Experience elsewhere suggests this often leads to exploitation of taxpayers and a failure to put into effect public investments that deliver high social benefits but have limited commercial returns. Large rise in fiscal deficits

The net effect of these plans would be a large rise in fiscal deficits. Calculations by the Tax Policy Center at the Brookings think-tank suggest that by 2020 the deficit would increase by 3 per cent of gross domestic product.

With current forecasts as the baseline and ignoring any additional spending, this would mean a deficit of around 5.5 per cent of GDP in 2020. Cumulatively, the increase in federal debt by 2026 might be 25 per cent of GDP.

Congressional Republicans such as Paul Ryan would surely demand matching cuts in spending. Annual federal outlays are close to 20 per cent of GDP. Spending on health, income support, social security, defence and net interest absorbed 88 per cent of this in 2015.

Elimination of spending on all else (a catastrophic mistake) would merely halve the prospective deficit. In sum, the plan’s logic leads towards either big increases in federal debt relative to GDP or sharp cuts in spending on programmes on which Mr Trump’s supporters depend.

The envisaged rise in US fiscal deficits would, however, be expansionary, even though the concentration of the cuts on the wealthiest would limit this effect. World economy is fragile

Still, a jump in US fiscal deficits would accelerate rises in US short-term interest rates. Trump could hardly complain since he has attacked the Federal Reserve’s low rates. Yet, as Desmond Lachman of the American Enterprise Institute notes, the world economy is fragile. A swift rise in US interest rates might destabilise it.

Furthermore, the combination of fiscal loosening with monetary tightening would mean a stronger dollar and a rising current account deficit in the medium term.

The US would re-emerge as the global buyer of last resort, so helping the world’s structural mercantilists: China, Germany and Japan. A strong dollar and rising external deficits would, as in the early 1980s, increase protectionist pressures – Ronald Reagan’s administration was quite protectionist in its first term.

The decision to launch the Uruguay round of multilateral trade negotiations to liberalise world trade was then the response. This time, however, a strong dollar would reinforce the bias towards protectionism of the Trump administration.
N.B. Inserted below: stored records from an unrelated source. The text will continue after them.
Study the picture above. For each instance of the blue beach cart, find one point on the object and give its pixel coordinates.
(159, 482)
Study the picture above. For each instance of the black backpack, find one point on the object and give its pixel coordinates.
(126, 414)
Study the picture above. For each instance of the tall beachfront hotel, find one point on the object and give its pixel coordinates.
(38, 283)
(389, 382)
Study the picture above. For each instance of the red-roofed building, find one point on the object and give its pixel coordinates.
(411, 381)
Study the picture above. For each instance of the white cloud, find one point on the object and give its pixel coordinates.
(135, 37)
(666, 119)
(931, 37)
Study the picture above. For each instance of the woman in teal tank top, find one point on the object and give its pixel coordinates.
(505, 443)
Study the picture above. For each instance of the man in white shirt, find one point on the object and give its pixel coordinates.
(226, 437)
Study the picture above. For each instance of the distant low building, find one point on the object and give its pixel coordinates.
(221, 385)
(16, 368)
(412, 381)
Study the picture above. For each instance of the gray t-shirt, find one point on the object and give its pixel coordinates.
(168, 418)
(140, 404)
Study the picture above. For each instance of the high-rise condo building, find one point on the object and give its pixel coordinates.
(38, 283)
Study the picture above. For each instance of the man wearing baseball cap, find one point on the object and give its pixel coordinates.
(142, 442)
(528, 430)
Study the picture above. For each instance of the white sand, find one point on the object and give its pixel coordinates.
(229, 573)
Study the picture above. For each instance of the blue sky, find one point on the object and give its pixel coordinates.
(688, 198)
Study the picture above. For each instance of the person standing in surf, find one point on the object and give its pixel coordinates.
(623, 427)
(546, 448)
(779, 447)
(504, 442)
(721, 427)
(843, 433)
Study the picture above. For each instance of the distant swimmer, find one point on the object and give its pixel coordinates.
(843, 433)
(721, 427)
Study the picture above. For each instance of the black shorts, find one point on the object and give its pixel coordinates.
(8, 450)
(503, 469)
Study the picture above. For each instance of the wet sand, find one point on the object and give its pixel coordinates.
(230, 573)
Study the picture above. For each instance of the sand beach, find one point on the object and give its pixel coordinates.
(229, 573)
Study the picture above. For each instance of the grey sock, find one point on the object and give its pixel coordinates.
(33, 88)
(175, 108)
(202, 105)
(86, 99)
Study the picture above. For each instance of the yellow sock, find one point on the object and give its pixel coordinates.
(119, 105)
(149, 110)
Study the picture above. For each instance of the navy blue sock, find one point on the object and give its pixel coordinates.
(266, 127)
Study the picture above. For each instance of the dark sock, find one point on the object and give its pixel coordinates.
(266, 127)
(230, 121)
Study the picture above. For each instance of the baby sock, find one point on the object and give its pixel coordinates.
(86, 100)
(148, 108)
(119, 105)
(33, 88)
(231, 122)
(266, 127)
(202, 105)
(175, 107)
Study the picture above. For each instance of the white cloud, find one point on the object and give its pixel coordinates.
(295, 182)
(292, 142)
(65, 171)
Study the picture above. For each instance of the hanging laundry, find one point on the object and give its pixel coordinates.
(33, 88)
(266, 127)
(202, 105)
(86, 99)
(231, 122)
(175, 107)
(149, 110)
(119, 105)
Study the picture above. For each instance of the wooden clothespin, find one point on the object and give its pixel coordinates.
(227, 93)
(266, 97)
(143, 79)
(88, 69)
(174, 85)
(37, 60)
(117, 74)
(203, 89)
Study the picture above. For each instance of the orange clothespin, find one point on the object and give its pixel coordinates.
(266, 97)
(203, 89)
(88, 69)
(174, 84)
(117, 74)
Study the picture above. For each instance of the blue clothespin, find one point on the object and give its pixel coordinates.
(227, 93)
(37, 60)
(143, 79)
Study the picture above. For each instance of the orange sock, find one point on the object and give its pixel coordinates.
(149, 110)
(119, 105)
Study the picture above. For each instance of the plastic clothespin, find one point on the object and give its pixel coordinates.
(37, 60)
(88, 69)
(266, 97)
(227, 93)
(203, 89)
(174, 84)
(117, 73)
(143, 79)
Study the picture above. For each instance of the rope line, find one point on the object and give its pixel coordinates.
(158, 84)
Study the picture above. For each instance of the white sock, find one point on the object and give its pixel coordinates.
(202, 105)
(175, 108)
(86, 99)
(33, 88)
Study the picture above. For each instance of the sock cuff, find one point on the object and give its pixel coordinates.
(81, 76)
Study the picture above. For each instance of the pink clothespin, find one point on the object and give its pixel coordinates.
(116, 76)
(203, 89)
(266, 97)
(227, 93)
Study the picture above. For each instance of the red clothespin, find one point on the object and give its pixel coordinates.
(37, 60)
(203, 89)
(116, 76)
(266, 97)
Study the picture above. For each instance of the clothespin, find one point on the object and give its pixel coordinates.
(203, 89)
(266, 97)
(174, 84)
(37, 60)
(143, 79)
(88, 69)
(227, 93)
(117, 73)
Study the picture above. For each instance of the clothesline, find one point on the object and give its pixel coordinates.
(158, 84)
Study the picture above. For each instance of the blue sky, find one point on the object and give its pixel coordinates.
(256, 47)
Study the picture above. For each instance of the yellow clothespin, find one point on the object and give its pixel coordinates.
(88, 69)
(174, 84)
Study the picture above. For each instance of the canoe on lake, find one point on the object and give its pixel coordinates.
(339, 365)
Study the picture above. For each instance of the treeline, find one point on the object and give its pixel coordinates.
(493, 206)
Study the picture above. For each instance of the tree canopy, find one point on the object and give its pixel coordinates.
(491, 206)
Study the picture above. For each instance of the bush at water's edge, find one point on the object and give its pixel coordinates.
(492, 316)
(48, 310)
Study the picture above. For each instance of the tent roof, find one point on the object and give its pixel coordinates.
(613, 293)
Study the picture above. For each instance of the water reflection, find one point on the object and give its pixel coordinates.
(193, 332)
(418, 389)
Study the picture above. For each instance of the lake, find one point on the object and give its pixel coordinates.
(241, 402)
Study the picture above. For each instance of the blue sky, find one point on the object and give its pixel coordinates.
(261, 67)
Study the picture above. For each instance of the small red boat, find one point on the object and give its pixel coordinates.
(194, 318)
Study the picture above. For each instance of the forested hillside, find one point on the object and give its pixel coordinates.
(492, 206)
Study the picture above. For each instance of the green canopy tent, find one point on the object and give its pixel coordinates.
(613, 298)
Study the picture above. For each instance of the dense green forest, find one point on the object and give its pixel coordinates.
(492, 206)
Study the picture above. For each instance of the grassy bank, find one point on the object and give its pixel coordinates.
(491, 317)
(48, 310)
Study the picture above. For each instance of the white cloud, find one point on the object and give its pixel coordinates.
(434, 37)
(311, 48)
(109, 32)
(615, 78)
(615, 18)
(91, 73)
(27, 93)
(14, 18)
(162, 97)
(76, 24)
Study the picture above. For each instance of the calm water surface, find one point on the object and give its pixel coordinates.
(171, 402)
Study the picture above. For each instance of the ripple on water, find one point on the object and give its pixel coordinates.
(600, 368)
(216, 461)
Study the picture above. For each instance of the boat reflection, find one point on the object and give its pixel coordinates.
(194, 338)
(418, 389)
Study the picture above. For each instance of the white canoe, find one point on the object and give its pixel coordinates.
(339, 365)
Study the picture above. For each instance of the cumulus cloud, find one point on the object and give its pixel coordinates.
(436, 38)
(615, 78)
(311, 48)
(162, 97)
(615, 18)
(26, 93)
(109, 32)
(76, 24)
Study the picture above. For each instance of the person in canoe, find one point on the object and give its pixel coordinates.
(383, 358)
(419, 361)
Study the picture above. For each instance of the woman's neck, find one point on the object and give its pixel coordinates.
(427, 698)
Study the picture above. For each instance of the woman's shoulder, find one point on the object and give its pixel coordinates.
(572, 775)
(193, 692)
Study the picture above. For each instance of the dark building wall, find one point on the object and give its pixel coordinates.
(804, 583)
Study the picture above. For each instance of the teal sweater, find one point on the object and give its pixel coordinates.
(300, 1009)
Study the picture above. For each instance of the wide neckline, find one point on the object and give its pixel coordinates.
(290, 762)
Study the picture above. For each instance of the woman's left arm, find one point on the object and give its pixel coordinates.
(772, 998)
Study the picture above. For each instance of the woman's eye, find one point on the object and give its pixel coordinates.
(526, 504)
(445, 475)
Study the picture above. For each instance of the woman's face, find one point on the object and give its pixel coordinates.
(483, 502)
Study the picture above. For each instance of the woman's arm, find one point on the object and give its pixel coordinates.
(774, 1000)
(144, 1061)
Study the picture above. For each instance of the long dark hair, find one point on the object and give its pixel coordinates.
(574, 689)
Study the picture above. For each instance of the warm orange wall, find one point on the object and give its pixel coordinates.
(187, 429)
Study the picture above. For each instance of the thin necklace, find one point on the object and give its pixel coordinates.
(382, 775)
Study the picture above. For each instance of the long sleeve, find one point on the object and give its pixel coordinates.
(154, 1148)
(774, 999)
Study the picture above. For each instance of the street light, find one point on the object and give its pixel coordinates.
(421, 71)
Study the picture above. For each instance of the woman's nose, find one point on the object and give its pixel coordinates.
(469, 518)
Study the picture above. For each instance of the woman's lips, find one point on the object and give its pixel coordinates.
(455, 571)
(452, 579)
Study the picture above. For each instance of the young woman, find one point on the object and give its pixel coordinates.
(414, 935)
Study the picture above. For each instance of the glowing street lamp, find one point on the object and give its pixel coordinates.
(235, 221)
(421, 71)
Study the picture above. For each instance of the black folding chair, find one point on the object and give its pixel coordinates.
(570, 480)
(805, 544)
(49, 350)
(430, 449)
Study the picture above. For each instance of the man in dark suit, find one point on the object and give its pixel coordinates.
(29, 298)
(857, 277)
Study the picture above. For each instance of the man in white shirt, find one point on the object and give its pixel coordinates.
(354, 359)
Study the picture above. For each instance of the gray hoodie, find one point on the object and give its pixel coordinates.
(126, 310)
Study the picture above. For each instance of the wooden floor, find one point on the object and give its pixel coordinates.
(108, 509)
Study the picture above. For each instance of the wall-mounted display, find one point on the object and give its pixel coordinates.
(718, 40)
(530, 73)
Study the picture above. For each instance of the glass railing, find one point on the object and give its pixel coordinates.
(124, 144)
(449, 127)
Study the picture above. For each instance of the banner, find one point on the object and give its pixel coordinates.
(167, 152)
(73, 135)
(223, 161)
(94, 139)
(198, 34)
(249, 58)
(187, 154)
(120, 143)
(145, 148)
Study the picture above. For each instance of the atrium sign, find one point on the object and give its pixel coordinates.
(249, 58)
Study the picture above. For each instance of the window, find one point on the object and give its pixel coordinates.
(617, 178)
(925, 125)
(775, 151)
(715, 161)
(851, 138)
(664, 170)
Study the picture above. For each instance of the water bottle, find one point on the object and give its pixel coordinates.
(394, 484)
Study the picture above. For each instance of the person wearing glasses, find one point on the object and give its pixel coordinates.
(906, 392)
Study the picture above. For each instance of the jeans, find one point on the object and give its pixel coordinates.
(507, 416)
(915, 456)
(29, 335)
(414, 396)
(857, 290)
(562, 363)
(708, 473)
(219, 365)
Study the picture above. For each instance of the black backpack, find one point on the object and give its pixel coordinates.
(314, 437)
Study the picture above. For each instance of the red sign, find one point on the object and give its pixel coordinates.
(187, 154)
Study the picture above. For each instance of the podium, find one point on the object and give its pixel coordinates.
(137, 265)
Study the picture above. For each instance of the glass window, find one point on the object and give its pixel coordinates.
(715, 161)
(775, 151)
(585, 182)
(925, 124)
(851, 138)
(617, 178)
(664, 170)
But protection against imports would raise the currency’s value further, shifting the adjustment on to unprotected sectors – above all, on to competitive exporters. In all, a strong dollar must weaken the manufacturing Trump seeks to help. Cajole the Fed A likely response would be to cajole the Fed into slowing monetary tightening. Janet Yellen’s term as Fed chairwoman expires in 2018. Her successor could be told that the 4 per cent growth mentioned by Trump has to be attained.

The last time such growth was achieved over a five-year period was before the crash of 2000 – an ominous warning. If the Fed tried to achieve this goal, it might trigger inflation, financial instability or, more likely, both. In all this there seem to be few, if any, gains for Trump’s working-class supporters.

The president-elect has also promised to eliminate Obamacare and most environmental and financial regulations. It is hard to believe any of this would succour the prospects of the working class.

They are more likely to suffer from even worse health cover, a dirtier environment, more predatory behaviour by financial institutions and, at worst, even another financial crisis. Protectionism, too, will fail to help most of his supporters. Many depend on cheap imported goods. Global trade war Many would be badly hurt by the dire results of a tit-for-tat global trade war. Meanwhile, rapidly rising productivity would still ensure a steady fall in the share of manufacturing in US employment, despite protection.

Trump promises a burst of infrastructure spending, regressive tax cuts, protectionism, cuts in federal spending and radical deregulation.

A big rise in infrastructure spending would indeed help construction workers. But little else in these plans would help the working class. Overall, his plans might indeed generate a brief economic surge. But the longer-term consequences are likely to be grim, not least for his angry, but fooled, supporters.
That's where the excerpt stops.